Se a incursão siberiana de Marker aponta aos filmes de viagens, a visita de Ivens ao porto de mar chileno recupera, de certa maneira, a tradição das sinfonias das cidades consagrada por mestres como Walther Ruttmann (Berlin – Die Sinfonie der Großstadt, 1927) ou Dziga Verov (O Homem da Câmara de Filmar, 1929). De início a preto e branco, ... à Valparaiso começa num dia escuro, enevoado, com o mar encapelado a rebentar nas rochas costeiras. São imagens figurativas que, ainda assim, sinalizam a memória dos filmes mais abstratos do cineasta nos anos 20, ideia, aliás, reiterada pelo contraponto do fogo de artifício lançado em noite de festa, bem como pelas citações subtis de clássicos como o surrealista Entr’acte (1924) de René Clair e o formalista Couraçado Potemkine (1925) de Sergei Eisenstein. Adiante surgem, também, alusões a Le Sang des Bêtes (1949) de Georges Franju. O mais são as colinas, Pablo Neruda a sair de uma casa nas alturas, o pulsar da vida, as gentes no dia a dia dando corpo a um fresco social cuja razão de ser exige a presença da memória e o contar da História. Diria o cineasta:
"Pendant trois semaines je me suis baladé à travers la ville et j'ai flané comme un jeune homme."

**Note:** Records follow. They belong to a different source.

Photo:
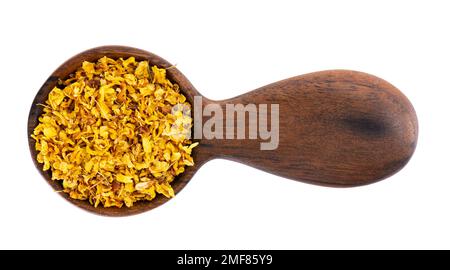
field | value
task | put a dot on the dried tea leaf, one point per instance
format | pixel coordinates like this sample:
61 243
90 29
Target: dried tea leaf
109 135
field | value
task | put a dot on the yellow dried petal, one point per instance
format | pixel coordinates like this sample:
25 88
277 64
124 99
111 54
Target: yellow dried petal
50 132
124 178
109 133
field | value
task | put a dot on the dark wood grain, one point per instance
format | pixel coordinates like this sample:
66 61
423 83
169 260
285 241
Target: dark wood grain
337 128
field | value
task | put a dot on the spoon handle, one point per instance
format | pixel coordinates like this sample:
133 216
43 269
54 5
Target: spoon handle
335 128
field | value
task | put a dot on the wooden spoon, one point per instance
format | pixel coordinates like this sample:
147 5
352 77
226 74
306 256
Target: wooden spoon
336 128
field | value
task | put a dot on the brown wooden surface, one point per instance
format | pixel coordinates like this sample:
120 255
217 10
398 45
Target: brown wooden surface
337 128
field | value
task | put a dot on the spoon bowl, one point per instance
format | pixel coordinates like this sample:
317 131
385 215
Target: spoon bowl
336 128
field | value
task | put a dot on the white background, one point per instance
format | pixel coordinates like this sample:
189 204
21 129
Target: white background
226 49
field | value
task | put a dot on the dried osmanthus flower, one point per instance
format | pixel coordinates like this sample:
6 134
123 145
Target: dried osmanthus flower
110 134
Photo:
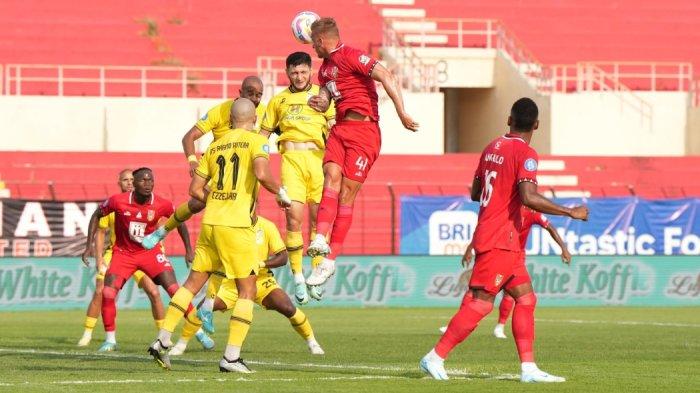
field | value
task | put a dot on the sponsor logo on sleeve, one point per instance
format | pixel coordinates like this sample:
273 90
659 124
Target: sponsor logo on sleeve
530 165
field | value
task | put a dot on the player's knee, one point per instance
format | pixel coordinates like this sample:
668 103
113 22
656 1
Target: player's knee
152 292
528 299
109 293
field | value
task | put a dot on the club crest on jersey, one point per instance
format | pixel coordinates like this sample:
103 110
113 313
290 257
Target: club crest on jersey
498 280
530 165
294 109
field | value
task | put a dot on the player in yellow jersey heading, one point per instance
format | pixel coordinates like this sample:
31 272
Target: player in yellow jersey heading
218 122
273 253
103 256
302 140
236 164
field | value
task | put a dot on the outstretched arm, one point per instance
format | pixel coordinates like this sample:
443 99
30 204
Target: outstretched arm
565 255
535 201
188 147
92 229
392 88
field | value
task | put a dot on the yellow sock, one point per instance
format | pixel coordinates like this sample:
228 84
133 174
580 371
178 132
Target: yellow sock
90 323
241 318
295 249
182 214
176 309
301 324
315 261
188 331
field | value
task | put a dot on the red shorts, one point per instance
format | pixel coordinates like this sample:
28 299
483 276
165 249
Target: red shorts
354 145
496 268
152 262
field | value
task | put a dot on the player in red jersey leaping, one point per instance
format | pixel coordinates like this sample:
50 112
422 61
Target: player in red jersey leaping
136 214
505 179
348 77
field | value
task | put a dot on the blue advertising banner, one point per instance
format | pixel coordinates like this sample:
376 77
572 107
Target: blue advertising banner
616 226
399 281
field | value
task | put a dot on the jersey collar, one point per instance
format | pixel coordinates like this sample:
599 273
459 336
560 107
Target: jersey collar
514 136
307 88
339 47
131 200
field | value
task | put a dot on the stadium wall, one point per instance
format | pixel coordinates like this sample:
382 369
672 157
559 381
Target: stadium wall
483 113
692 139
158 124
63 283
599 124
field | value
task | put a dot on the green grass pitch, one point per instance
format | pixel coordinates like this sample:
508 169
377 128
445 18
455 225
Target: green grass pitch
613 349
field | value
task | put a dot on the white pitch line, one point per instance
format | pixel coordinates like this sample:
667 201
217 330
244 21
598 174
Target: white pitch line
455 372
200 380
626 323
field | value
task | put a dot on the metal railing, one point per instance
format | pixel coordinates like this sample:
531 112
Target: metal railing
135 81
492 34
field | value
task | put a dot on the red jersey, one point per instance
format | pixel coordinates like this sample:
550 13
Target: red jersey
346 75
504 163
133 221
528 218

Assim terá sido. Para mais com o complemento do extraordinário texto de Chris Marker dito por um ator de primeira água como Roger Pigaut, cuja voz parece feita à medida das imagens tantas vezes articuladas como se da coreografia de um bailado se tratasse. Quando, súbito, o ecrã reverte em cor de sangue como que a fazer explodir a atmosfera até então subliminar das tempestades, batalhas e outros episódios traumáticos do imaginário de Valparaíso, vemos para além do que é mostrado. Imaginamos. Consuma-se o milagre do cinema.
Lettre de Sibérie (1957)
Realização: Chris Marker / Câmara: Sacha Vierny / Comentário: Chris Marker, dito por Georges Rouquier/ Música: Pierre Barbaud / Chef d’Orchestre: Georges Delerue / Solista: Ella Timourkhan / Efeitos especiais e animação: Équipe Arcady / Desenhos: Remo Forlany / Montagem: Anne Sarraute / Voz: Catherine Le Couey e Henri Pichett / Produção: Studios Marignan, Laboratoires Éclair / Duração: 67 minutos / Estreia: Paris, 29 de outubro de 1958.
…à Valparaiso (1963)
Realização: Joris Ivens / Assistentes de Realização: Sergio Bravo, A. Altez, Rebecca Yanez, Joaquim Olalla e Carlos Böker / Câmara: Ceorges Strouvé / Assistentes Operadores: Patricio Guzman e Leonarde Martinez / Montagem: Jean Ravel / Música: Gustava Becerra / Canção: “Nous Irons à Valparaiso” por Germaine Montero / Comentário: Chris Marker dito por Roger Pigaut.Produção: Argos Films (Paris) e Cinema Experimental da Universidade do Chile (Santiago doChile) / Assistente de Produção: Luis Carnegio / Duração: 27 minutos / Estreia: Paris, Junho de1963.